Екатерина кивнула. Однако чем долее обдумывала она разговор с Анной Крамер, тем более одолевали её сомнения. Доктор непременно подумает, с какой это стати государыня мешается... Разве что сказать: слыхала-де про болезнь княжны, долгом почитаю помочь… «Сумнителъно что-то», — подумает доктор, хотя и не откажет в просьбе...
Она продолжала напряжённо размышлять. «Не лучше ли, — вдруг пришло ей в голову, — если таковая просьба будет исходить от Петра Андреича Толстого. А уж с ним-то она сумеет договориться, он ей весьма благоволит, старый греховодник, ручки ей лобызает, кумплименты расточает. Не раз прибегал к её предстательству, когда надо было государев гнев отвести... Пожалуй, пожалуй».
При этой мысли напряжение, оковывавшее её, опало. «Довольно о сём, — тотчас решила она. — Навещу-ка я лучше губернаторшу Шуршурочку, окажу ей ласку».
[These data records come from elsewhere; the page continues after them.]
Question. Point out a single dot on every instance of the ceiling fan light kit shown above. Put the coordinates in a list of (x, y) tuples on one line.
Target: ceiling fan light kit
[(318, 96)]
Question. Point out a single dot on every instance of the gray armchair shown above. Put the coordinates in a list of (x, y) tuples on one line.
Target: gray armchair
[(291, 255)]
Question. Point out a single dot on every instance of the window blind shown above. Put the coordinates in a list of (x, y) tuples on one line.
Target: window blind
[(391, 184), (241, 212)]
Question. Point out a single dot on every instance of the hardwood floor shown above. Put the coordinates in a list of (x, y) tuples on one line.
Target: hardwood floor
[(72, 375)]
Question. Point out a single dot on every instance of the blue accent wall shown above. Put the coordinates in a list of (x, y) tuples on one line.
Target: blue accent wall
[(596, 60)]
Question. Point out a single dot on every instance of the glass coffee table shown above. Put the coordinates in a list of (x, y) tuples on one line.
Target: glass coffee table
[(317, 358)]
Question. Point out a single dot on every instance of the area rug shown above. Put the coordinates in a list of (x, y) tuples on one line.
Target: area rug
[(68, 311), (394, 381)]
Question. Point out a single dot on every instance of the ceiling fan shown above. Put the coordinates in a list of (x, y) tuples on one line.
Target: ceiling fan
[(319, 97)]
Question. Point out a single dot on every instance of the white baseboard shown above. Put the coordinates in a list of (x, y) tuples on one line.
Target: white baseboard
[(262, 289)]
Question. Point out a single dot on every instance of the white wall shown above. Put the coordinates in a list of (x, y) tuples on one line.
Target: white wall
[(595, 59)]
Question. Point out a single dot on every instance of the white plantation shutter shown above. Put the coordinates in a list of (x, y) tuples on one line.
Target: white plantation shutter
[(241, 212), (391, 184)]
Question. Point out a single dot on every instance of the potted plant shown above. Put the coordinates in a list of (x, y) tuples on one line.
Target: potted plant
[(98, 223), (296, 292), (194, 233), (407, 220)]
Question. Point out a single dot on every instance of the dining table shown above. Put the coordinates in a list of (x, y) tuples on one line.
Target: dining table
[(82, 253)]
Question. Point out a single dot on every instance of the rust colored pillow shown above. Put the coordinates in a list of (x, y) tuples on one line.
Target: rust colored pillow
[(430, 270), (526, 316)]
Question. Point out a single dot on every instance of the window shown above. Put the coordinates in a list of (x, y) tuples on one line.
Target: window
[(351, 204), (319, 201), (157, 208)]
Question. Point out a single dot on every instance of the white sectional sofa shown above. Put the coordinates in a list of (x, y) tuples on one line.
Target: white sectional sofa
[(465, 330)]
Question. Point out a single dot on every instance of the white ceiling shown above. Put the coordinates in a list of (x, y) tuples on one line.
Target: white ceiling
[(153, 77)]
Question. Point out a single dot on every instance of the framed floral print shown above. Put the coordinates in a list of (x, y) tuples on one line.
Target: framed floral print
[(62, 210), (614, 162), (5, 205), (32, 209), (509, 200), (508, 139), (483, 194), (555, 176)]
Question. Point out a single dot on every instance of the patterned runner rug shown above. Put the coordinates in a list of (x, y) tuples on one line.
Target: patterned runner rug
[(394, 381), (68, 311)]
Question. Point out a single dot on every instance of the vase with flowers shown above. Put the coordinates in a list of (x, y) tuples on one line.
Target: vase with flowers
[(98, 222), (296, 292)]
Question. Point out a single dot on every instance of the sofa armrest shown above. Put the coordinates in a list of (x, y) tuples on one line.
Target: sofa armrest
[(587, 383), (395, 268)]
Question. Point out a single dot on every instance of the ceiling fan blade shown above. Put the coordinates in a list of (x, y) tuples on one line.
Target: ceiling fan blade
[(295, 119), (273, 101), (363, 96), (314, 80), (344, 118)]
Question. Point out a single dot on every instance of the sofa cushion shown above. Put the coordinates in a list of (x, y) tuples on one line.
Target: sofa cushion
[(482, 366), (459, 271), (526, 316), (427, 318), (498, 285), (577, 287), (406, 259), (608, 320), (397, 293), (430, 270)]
Губернаторша с недавних пор кликалась Шуршурочкой, и это ей пришлось по нраву. Шуршурочка, Шуршурочка. Было в этом имени нечто мягкое, шуршащее, даже таинственное.
Не знала она, что государева племянница терпеть её не может. Однако политес блюдёт и должные почести оказывает. Но со своими говорит о царице уничижительно, называет портомойнею и лютеркой, тёмною бабищей, ни чтения, ни письма не ведающей. Дядюшка-де попался на её крючок неведомо как, — видно, опоила она его приворотным зельем. А потом за делами государственными смирился.
От Шуршурочки роман дядюшки с княжной Кантемир не сокрылся. И она взялась ревностно покровительствовать Марии. Узнав же, что девица от дядюшки понесла и уж пребывает на девятом месяце, и вовсе навязалась ей в подружки, наперсницы и, можно сказать, не отлипала от неё. Тем более что супруг её, Артемий Петрович, совокупно с князем Дмитрием и прочими вельможами с раннего утра прочнейше приклеен был к императору, отягощённому воинскими заботами, и в женском обществе нужды не испытывали — недосуг!